Sentir su aliento sobre su rostro hizo que a Vegeta lo recorriera una sensación desconocida por todo el cuerpo que no hizo más que aumentar su deseo de tener a la terrícola cerca. Bulma recorrió su boca con el pulgar con lentitud y cuando esta se vio libre cerró los ojos para poder disfrutarla ahora con sus propios labios. Fue un beso torpe en un principio. La chica mantenía sus ojos cerrados, disfrutando de la cálida sensación que nacía dentro de su pecho, mientras que el saiyajin tardó un poco más en dejarse llevar. La abrazó por la cintura y la pegó aún más a él, hasta que pudo ser capaz de sentir absolutamente toda su figura chocando contra su cuerpo. El roce de sus labios fue aumentando de ritmo hasta hacerles perder el aliento.

Bulma fue quien terminó con el beso, aunque no lo quisiera. Necesitaba tomar aire y tranquilizar los latidos de su corazón. Estaba segura de que iban tan rápido y se oían tan fuerte que incluso Vegeta podía escucharlos. Hundió su rostro en su cuello y se quedaron así por varios minutos.

—¿Puedo quedarme contigo esta noche? —preguntó, insegura.

Su voz fue amortiguada por la piel del saiyajin pero eso no impidió que él la escuchara con claridad.
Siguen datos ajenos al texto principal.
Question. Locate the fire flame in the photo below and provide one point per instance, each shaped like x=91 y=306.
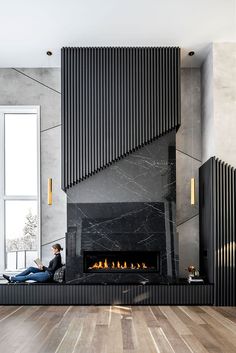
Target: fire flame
x=117 y=265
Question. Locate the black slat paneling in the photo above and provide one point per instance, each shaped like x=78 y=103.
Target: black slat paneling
x=217 y=227
x=69 y=294
x=115 y=100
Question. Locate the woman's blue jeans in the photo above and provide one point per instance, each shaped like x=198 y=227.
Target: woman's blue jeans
x=32 y=273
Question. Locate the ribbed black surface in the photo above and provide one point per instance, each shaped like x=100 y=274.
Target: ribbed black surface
x=114 y=100
x=217 y=227
x=47 y=294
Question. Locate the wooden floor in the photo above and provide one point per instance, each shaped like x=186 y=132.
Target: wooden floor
x=142 y=329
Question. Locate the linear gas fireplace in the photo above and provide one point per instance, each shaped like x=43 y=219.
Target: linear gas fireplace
x=121 y=261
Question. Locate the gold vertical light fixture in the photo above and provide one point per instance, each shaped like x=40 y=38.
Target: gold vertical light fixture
x=192 y=191
x=49 y=191
x=192 y=181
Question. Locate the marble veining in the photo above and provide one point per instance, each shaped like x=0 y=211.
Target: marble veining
x=130 y=206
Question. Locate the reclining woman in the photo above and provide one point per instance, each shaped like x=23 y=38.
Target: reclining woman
x=42 y=273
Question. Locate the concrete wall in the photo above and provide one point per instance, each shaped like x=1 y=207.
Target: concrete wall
x=188 y=161
x=219 y=105
x=42 y=87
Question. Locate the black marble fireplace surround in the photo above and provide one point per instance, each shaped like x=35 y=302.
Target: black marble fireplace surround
x=128 y=207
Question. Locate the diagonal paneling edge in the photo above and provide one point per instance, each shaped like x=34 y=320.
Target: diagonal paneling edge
x=218 y=227
x=34 y=79
x=115 y=100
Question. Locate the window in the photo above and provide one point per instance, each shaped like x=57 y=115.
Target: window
x=19 y=187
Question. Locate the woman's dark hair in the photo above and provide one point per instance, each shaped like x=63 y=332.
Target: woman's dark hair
x=57 y=246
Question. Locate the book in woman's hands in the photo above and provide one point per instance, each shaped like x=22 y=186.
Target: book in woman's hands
x=38 y=262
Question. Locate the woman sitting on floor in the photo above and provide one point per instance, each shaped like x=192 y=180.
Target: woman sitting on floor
x=42 y=273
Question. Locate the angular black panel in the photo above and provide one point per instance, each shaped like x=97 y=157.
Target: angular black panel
x=217 y=228
x=115 y=100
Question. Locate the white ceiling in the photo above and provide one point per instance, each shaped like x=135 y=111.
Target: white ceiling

En respuesta a su pregunta, Bulma se vio acorralada con más fuerza por los brazos de Vegeta.

El encanto del momento terminó con un rugido proveniente del estómago del saiyajin ocasionando que Bulma soltara una risita corta al escucharlo. Se separó un poco de él, con cuidado de no dejar de hacer contacto con su piel.

—Tengo la solución perfecta para esto —le informó con una sonrisa en el rostro y dándole un leve golpe en el estomago que él ni siquiera notó.

Se sintió un poco decepcionada cuando Vegeta dejó de abrazarla y puso distancia entre ellos.

—¿Cocinarás para mí? —preguntó en un tono de burla. Sabía que aquello era imposible. La peli-azul jamás había cocinado, mucho menos para alguien más.

—¡Por supuesto que no! —respondió—. Te dije que había traído comida en una cápsula.

—Era demasiado bueno para ser verdad.

Bulma pensó que eso no era nada en comparación a lo que estaba pasando. Estaban manteniendo una conversación sin gritos ni insultos; se habían besado y había permitido que lo tocara hasta convertir la caricia en un abrazo e incluso había aceptado que ella se quedara a pasar la noche junto a él. Eso sí que era demasiado bueno para ser verdad pero prefirió no decir nada. En cambio, tomó la cápsula que había llevado consigo y la abrió haciendo aparecer un gran frigorífico repleto de deliciosa comida. Sacó todo lo necesario, ante la mirada atónita del saiyajin, y lo puso en el piso, creando una alfombra de deliciosos platillos y varias bebidas de diferentes tipos. Ambos se sentaron cruzados de piernas, usando la cama como respaldo y comenzaron a comer. La chica miraba hipnotizada cómo Vegeta iba devorando cada uno de los alimentos que estaban frente a él. Cuando por fin terminaron, Bulma sirvió dos copas de vino y le ofreció una al príncipe.

—Pruébalo —le sugirió con la mano extendida—. Es una bebida deliciosa, te gustará.

La miró de reojo y aceptó la copa que le ofrecía. Siguieron bebiendo durante un rato, mientras Bulma no dejaba de hablar. Sentía una extraña felicidad que incrementaba a cada minuto.

—¿No crees que ya has bebido suficiente? —le preguntó el saiyajin al notar un cambio en la actitud de la chica.

Pero en lugar de recibir respuesta, sintió cómo Bulma dejaba caer su cabeza sobre su hombro.